The obligation will not continue for ever: it lasts merely as long as the unfair advantage to be derived from the use of the material would reasonably be expected to remain. In Roger Bullivant Ltd v Ellis,xxv”

Anonymous Coward says:

Re: Re: Well, they should have called it "piracy"

In english:

They started producing their own pens while at the same time, the original makers were still relying on them to fill late orders.

Because they put this extra effort into leap-frogging over the competition that they were hired to produce for, instead of solving the back-order with this extra production, they done bad.

I don’t speak legalese that well, so I wonder if the back-order was solved and there were no late cases in production for the Type-A, would Torr then be allowed to produce their own competing pens? I assume to be perfectly legally airtight, they would need advance warning and give Type-A a chance to shift production to another company to avoid conflict of interest, but assuming there’s no protected IP there, that seems legal to me?

SteveS says:

Why not have 'ambulance chasers'?

In the same way that we have ambulance chasers, why don’t we allow lawyers in the same country (in this case China) to go after the offending people/company with the aim of the lawyers being able to seize their assets and/or impose a hefty fine.
All the legal owner wants to do is stop the fake products being made – they don’t particularly want money. All the lawyers want is money. Isn’t this a perfect match?

Grunj (profile) says:

Copied Camp Stove

Some time ago I worked for a camping stove manufacturer. At one point we were shown a copy of our campstove made by a foreign manufacturer and we marvelled at the accuracy and detail to our own product. What was funny though, although this situation itself was not, was this particular model of our stove had a hairline indentation along one side which was hardly noticeable, and was caused by a problem with one of the stamping die. Wouldn’t you know it, the copy was identical right down to the hairline indentation along the same side. Wonders never cease to amaze when it comes to copiers.

joe kewl says:

wow, 30 posts and not one mention of Apple v Samsung

’cause we’re all rooting for the Underdog. But become the most capitalized company in the USA AND produce incredible products that area ACTUALLY AVAILABLE FOR SALE (as opposed to being a prop in a movie) and calling a copycat a copycat is suddenly “stifling innovation” instead of “stifling copycat”.

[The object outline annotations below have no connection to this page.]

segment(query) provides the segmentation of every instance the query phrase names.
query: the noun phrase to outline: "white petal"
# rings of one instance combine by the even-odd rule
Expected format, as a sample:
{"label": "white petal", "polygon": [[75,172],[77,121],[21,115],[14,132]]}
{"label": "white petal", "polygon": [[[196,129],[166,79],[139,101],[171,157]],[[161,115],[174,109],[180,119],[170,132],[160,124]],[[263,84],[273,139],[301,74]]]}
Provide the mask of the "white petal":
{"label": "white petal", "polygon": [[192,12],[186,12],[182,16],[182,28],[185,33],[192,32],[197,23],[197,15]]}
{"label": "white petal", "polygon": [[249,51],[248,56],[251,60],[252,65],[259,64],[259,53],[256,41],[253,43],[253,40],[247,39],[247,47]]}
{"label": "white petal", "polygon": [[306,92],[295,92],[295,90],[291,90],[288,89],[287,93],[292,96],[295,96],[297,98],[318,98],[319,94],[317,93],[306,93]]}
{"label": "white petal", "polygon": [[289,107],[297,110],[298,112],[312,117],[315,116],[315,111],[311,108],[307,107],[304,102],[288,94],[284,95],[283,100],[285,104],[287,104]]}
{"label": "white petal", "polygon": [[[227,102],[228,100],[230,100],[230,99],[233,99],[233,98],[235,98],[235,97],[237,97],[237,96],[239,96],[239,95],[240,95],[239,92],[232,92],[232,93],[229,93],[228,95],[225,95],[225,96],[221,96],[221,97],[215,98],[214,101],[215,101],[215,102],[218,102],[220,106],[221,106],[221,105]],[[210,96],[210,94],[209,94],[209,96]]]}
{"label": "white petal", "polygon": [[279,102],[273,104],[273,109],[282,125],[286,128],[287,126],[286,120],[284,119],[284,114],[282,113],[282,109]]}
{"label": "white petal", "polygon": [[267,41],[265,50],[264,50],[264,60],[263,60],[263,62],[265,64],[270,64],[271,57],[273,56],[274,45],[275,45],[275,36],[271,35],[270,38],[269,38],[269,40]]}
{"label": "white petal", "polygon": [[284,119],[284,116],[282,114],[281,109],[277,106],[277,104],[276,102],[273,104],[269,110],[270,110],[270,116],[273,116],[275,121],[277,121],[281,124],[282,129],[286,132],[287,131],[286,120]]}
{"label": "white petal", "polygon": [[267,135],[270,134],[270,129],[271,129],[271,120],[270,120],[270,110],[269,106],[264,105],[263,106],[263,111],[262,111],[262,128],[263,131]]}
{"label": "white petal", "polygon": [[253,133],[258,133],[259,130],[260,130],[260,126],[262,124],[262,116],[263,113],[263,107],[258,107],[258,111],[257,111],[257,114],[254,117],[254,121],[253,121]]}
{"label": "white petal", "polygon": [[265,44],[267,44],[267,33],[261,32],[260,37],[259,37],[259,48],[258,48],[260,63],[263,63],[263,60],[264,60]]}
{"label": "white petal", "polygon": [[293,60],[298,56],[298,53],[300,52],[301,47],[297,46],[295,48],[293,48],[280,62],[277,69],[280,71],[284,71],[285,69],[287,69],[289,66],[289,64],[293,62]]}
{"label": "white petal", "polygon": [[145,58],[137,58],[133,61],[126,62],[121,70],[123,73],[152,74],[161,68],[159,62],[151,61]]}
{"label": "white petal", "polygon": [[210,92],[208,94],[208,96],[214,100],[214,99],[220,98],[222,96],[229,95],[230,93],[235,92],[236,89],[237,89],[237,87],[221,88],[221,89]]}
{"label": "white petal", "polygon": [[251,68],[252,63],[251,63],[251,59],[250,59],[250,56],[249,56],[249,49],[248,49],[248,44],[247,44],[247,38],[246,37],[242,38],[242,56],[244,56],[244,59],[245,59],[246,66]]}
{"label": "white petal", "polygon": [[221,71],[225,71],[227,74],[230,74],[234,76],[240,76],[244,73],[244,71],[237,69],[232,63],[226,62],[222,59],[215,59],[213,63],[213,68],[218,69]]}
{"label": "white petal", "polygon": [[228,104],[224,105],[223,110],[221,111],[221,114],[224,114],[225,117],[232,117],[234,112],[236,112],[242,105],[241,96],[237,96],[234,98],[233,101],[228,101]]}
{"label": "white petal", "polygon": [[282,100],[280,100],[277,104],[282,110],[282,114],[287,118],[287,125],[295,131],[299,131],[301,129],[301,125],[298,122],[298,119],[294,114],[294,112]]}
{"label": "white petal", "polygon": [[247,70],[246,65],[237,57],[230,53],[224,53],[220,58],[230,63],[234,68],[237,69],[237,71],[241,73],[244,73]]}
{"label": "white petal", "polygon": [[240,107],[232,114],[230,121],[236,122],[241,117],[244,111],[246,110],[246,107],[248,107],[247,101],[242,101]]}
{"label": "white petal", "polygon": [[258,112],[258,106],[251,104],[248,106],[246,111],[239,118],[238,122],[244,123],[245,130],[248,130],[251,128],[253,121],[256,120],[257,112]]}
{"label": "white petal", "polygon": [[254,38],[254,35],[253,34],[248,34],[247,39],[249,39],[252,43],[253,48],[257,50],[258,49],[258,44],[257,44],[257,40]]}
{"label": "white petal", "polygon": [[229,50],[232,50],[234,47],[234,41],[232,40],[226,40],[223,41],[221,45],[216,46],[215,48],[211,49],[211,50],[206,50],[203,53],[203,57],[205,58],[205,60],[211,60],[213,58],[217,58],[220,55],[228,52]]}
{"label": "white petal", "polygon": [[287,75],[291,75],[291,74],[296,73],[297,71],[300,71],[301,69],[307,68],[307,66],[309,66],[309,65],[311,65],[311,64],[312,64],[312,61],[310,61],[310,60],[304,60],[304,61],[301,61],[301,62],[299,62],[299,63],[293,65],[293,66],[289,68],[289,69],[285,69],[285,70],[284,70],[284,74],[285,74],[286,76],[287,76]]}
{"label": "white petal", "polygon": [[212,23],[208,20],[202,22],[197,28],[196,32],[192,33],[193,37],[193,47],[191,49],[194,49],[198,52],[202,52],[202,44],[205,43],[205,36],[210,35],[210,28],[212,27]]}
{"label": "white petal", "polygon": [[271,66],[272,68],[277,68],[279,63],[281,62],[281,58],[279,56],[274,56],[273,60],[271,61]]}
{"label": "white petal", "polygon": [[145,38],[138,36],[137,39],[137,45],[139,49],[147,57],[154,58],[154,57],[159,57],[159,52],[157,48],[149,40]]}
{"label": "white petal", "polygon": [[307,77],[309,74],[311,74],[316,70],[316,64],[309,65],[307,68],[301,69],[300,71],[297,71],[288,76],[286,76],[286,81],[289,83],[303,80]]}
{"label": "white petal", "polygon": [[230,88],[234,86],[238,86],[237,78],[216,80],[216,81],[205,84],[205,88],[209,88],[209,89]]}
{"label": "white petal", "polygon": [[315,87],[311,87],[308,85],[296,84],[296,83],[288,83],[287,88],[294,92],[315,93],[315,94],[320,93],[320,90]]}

One only has to look at Samsung phones BEFORE iPhone vs Samsung phones after iPhone and NOT BE BLIND.

I was not surprised that the jury came back so quickly.

Dave Nelson (profile) says:

Nothing to see here, folks. Move along, please.

Twenty or so years ago, Pilot introduced a ballpoint pen (and a mechanical pencil) under the name of Dr. Grip. It was (and still is) a wonderful writing instrument to hold and use. The point is that very shortly after it was introduced, it seemed to me that every pen producer was generating cheap knockoffs. They were even available as freebies from insurance and banking offices. Notice, please, that the instrument, and it’s refills, is still available, at roughly the same price, at all major outlets. The “competition” didn’t phase it because it was and is a superior product.

Jerry Rodriguez says:

Can't rip off something that's already a rip off

I know this story is old, but it’s important to note that this design is not original. The “creators” of this pen never respond when asked about intellectual property. It’s because they don’t have any. The idea was patented and is now in the public domain.

The reason it took so long for the pens to be made is because the creators of the project had no experience manufacturing a product. They thought they would just make stuff overseas and get rich doing it. They didn’t even know how to properly inspect the finish goods. The Torr pen was as different from their pen as their design was from the original patent. They were delayed because of incompetence. They were expecting things that the dirt floor factory they hired were incapable of producing.